Post categorization (and people who pick up the feed)

by Michael S. Kaplan, published on 2005/03/27 16:51 -05:00, original URI: http://blogs.msdn.com/b/michkap/archive/2005/03/27/402746.aspx


Ok, a poll for the people who read here regularly....

I was pinged a few people to register this blog as being involved with the various technology areas that it touches (Windows, the CLR, SQL Server, Office, AD, globalization, etc.) and I did so.

But note that my post categories (the list over to the left) are based on various internationalization topics, not on technology.

This caused someone to post a comment suggesting that I fix the bug that caused the post to be listed under an unrelated technology.

Well, they are right, no argument about that.
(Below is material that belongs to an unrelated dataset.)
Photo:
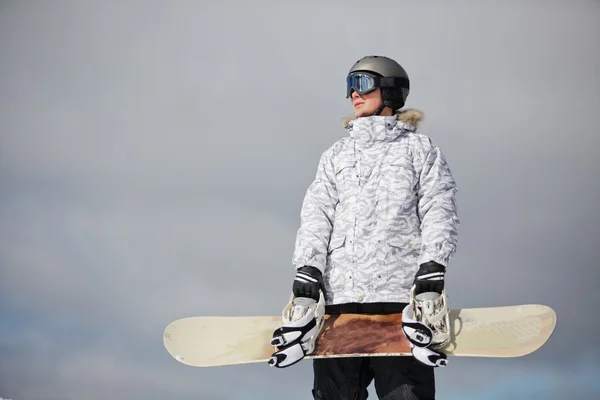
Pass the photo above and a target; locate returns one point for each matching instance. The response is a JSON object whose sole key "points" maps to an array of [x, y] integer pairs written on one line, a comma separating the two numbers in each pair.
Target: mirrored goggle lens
{"points": [[362, 83]]}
To fix this, I have several options:

  1. I can add categories for the various technologies and then subscribe them as needed (seems messy since it means I will double the number of categories!)
  2. I can remove the current categories and replace them with new technology based ones (seems ugly since it does not really match how I think about stuff and much of it transcends product boundaries even if I do not call it out explicitly)
  3. I can do nothing and leave it all as it is now (seems like a bad idea if people are going to be unhappy)
  4. I can unregister in all of those product areas and just hope people wander over when they need to (will make the original folks who were pinging me unhappy)

I guess I am leaning toward (C) or (D) at this point, slightly more towards (D) since I am not trying to maximize hit count; I'd rather be on fewer radars than too many, if I have to choose.

Anyone have any thoughts? Does anyone use the old categories or are they sensible only to me? Would people prefer new prouduct based ones, instead?


# mark on 27 Mar 2005 3:25 PM:

Ignore the person who made the comment.

# Jim McFadden on 27 Mar 2005 5:18 PM:

I suggest that the appropriate choice is C. While it is true that some people will be unhappy and unhappiness is a bad thing, the alternative is that you change how you do your web log and classify your posts in ways that aren't actually reflective of how you think of them. So, what you're really doing is moving the unhappiness around: Off of those who complain and on to yourself. This seems unproductive.

# Mike Dunn on 27 Mar 2005 10:14 PM:

I personally don't use the categories. I get the feed for the entire blog, and on the rare occasions that a post doesn't interest me, I move on and read something else. (This is what I do with all the blogs I read, even busy ones like Raymond's.) So I guess I would pick option C.

# Johan Petersson on 28 Mar 2005 1:17 AM:

C or D preferred. I don't use the category feeds, but the current categorization makes sense to me and should work fine for browsing the archive by topic.

# Eric on 28 Mar 2005 5:47 AM:

C. Your posts often seem orthogonal to those technologies (SQL Server, CLR, Windows) in that they cross all of them. It doesn't make sense to limit your categories to what would in the end be arbitrary decisions that don't really add information.

# Serge Wautier on 28 Mar 2005 7:01 AM:

100% 'Me too' about Mike's comment.

# bg on 28 Mar 2005 7:56 AM:

C - i always view blogs through an aggregator (netnewswire) and the categories aren't useful to me any how.

whilst u do cover lots of different technology its always under the internationalisation flag. - ignore the persons comment.

the bug is annoying though ;]

bg

# Dean Harding on 28 Mar 2005 6:07 PM:

100% 'Me too' about Serge's comment, which was 100% 'Me too' about Mike's comment.

# Chris Lundie on 29 Mar 2005 8:36 AM:

I didn't even know you had categories, but the current ones look good to me. They might be useful to a new reader who has just found your blog and wants to look in the archives.